Running Ahrens
One Couple. Two People. Four Kids. And decades of figuring it out—together.
Running Ahrens is a podcast about the long game of marriage, parenting, business, and personal growth. Hosted by Justin and Sarah Ahrens, a couple married for over 30 years with four kids and decades of entrepreneurial experience, this show is about the lessons learned through successes, failures, and everything in between.
With a focus on mindset, honesty, accountability, and kindness, Justin and Sarah dive into real conversations about building a family, running businesses, navigating faith, friendships, and growing through the hard stuff. Still learning, still laughing, still running together, they share what they’ve figured out (and what they haven’t) with humor, humility, and heart.
Along the way, they’re joined by friends, guests, and even their kids for open, often funny, and always heartfelt conversations about what really matters: relationships, resilience, and the lessons that come with time. You’ll also hear about the books, tools, and resources that have helped them along the way, so you can take what resonates and apply it to your own life.
If you’re looking for honest stories, practical wisdom, and a reminder that no one’s running this race perfectly, you’re in the right place.
Running Ahrens
Uncle Deon: The Power of Showing Up
Some friendships fade when life gets busy. This one hasn’t.
For more than twenty years, Justin and Sarah Ahrens have called Deon not just a friend, but family, “Uncle Deon” to their kids and a steady presence through every season. In this episode, Justin sits down with Deon to talk about what it means to build a life that doesn’t follow the script, and still leads to purpose, connection, and impact.
They go back to where it started, Illinois Wesleyan University, and talk about how race, friendship, and shared experience shaped their lives in ways neither expected. Deon opens up about growing up Black in Joliet, the realities of bias he faced on and off the field, and how those experiences built empathy and strength. Justin reflects on learning to see his own privilege and the responsibility that comes with it, lessons that have influenced how he and Sarah raise their kids and build friendships across race, culture, and difference.
It’s a conversation about presence, perspective, and the quiet ways people make each other better.
Things We’re Learning (and Unlearning)
- Family isn’t only who you’re born to, it’s who shows up.
- Real friendship means listening to experiences that aren’t your own.
- Mentorship is a form of parenting that never stops giving.
- Community grows when we cross lines of race, story, and background.
- Legacy isn’t measured by success, but by who you invest in.

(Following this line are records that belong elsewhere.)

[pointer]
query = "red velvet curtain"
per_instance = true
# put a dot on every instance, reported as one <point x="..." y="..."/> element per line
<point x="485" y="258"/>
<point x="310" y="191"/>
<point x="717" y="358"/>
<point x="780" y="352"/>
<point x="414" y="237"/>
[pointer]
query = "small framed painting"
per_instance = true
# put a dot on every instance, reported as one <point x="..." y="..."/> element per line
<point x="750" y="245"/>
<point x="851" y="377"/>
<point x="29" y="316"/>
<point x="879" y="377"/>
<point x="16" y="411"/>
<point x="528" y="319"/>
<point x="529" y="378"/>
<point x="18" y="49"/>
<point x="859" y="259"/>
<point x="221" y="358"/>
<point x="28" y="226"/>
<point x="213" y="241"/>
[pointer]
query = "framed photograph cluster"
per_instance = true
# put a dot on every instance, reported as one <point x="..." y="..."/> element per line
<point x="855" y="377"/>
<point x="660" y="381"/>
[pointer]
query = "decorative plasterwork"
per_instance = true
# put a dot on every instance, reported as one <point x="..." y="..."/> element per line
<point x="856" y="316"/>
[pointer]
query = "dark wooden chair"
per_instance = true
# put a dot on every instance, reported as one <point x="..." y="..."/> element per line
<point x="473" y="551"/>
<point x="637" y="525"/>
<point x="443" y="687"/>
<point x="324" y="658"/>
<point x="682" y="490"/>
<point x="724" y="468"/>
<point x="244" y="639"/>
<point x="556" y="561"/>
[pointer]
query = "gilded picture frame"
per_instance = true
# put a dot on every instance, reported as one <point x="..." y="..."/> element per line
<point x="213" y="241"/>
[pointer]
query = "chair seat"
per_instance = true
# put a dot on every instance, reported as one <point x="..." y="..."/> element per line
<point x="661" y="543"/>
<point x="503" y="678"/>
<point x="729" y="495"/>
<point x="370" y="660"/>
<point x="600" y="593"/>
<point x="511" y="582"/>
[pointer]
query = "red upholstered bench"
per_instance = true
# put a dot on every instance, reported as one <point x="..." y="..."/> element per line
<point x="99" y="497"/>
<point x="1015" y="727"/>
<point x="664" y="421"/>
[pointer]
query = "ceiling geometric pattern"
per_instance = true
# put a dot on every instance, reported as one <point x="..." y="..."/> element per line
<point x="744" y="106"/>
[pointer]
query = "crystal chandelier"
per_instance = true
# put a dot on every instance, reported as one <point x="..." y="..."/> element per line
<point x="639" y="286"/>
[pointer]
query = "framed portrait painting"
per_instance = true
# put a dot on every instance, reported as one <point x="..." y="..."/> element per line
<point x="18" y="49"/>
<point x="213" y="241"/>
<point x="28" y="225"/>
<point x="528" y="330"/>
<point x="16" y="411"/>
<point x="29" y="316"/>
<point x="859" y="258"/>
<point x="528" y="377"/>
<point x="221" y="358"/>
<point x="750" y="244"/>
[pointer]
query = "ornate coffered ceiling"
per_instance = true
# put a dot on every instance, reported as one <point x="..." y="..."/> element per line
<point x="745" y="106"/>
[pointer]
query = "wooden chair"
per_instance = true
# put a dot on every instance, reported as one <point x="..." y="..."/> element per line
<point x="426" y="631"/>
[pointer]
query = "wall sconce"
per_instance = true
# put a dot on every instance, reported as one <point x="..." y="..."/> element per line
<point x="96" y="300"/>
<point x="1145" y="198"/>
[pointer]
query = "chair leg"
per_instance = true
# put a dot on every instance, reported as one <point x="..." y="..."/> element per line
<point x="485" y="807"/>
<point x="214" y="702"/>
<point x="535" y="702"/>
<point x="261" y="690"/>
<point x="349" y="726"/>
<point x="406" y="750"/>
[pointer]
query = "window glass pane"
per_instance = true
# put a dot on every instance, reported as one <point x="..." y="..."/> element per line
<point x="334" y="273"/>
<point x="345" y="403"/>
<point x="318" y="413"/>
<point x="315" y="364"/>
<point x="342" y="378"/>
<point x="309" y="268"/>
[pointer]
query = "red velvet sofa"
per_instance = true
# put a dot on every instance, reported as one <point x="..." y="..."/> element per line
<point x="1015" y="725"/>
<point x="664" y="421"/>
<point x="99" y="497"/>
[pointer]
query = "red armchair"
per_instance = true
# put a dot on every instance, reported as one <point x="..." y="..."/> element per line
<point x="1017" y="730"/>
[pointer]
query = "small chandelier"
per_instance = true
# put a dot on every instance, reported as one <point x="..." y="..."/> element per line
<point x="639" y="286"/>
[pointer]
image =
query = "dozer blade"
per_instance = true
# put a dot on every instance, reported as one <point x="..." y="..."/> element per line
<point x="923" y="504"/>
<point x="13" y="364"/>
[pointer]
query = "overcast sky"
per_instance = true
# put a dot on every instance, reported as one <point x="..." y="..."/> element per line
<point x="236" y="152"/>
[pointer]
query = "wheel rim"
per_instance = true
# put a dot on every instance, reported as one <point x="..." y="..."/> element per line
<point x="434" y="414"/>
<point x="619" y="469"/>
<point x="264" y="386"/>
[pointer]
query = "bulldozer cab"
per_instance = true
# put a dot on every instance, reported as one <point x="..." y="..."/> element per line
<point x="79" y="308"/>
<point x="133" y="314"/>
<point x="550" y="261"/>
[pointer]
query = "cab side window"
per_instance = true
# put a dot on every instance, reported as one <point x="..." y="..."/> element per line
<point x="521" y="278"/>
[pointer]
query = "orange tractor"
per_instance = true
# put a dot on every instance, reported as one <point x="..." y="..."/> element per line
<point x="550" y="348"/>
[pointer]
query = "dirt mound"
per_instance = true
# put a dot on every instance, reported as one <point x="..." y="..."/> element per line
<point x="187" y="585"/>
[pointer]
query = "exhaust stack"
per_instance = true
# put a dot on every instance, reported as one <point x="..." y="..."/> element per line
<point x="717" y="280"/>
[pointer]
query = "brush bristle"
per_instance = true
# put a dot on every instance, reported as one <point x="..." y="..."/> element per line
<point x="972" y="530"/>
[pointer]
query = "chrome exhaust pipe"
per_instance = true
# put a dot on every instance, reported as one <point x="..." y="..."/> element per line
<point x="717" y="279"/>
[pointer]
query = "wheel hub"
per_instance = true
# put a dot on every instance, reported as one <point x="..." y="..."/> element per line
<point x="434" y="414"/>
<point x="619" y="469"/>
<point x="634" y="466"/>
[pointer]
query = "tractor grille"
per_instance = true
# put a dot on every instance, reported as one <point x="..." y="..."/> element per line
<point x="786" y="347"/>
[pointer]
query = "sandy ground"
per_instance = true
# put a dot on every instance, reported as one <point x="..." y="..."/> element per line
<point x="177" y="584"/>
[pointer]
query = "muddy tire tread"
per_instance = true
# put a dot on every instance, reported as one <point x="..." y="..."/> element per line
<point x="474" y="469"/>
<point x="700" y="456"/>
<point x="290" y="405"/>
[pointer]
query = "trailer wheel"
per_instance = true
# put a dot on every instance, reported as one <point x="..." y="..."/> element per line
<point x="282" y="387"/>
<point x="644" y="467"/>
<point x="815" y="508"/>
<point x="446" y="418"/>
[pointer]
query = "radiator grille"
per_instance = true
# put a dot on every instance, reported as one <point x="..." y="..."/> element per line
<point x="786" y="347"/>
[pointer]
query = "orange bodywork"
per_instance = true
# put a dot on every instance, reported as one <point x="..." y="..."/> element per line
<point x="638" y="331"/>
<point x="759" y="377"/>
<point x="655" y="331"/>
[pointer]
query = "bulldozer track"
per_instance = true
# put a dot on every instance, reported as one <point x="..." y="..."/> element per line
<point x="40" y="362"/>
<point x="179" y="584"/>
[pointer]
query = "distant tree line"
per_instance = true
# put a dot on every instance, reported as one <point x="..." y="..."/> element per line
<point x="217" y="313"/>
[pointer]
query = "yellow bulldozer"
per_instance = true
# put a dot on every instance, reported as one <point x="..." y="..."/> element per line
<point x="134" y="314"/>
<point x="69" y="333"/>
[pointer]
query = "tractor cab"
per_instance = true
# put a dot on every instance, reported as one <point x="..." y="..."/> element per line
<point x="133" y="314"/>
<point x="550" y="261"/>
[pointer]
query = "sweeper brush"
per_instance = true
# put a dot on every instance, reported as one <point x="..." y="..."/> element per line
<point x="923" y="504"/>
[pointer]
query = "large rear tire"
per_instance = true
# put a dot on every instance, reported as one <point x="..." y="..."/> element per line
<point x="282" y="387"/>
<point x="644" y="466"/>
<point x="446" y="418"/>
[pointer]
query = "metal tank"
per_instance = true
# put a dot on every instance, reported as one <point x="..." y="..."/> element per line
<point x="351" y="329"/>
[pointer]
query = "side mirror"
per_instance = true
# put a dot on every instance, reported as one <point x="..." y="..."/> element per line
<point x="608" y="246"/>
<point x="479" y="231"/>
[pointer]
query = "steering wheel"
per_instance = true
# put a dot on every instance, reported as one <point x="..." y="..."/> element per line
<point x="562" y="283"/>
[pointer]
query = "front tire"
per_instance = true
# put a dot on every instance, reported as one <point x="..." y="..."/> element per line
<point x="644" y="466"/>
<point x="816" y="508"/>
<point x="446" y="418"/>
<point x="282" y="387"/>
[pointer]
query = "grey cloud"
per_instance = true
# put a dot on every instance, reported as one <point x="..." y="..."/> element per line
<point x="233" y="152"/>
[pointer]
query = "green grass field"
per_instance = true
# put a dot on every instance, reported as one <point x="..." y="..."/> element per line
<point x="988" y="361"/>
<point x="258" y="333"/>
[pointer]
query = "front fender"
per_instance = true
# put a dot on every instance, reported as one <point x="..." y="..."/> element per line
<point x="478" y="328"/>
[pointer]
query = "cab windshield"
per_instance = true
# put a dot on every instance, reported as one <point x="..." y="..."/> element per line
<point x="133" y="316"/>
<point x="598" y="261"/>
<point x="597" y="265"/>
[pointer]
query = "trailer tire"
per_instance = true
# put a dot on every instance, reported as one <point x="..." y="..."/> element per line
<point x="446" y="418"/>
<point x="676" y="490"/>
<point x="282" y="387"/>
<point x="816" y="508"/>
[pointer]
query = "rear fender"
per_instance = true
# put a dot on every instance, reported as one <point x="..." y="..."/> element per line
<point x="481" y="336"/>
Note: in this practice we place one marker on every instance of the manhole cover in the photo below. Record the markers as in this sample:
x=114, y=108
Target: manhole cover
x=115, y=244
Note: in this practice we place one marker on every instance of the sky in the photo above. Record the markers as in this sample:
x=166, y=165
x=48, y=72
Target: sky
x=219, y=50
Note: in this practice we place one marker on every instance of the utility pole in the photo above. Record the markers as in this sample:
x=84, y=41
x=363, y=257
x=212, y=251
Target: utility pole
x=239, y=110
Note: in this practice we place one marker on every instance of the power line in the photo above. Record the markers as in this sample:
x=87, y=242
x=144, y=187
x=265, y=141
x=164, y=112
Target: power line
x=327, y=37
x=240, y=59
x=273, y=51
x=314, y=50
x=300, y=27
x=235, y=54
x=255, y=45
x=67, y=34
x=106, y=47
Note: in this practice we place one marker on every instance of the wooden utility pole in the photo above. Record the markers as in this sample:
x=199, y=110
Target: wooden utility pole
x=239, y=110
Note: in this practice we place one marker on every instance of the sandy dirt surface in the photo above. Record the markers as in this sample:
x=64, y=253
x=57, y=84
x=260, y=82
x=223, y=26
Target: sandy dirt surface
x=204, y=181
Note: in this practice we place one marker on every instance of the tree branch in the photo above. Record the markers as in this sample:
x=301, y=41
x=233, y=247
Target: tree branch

- Gratitude and empathy build bridges that last a lifetime.
Stats Worth Knowing
- 1 in 4 U.S. adults say they rely more on chosen family than biological relatives.
- Adults with at least one non-family mentor report 3× higher life satisfaction.
- Over 70% of adults say having “someone who truly listens” impacts their mental health more than professional advice.
- Nearly 60% of Americans say they have at least one close friend of another race — but only 35% say they talk openly about race or lived experience.
- People who maintain long-term cross-cultural friendships are more than 2× as likely to describe their communities as “hopeful.”
This episode is for anyone who’s ever had someone outside their family change their life, or been that person for someone else. It’s also a reminder that when we make room for stories different from our own, our world, and our families, get bigger.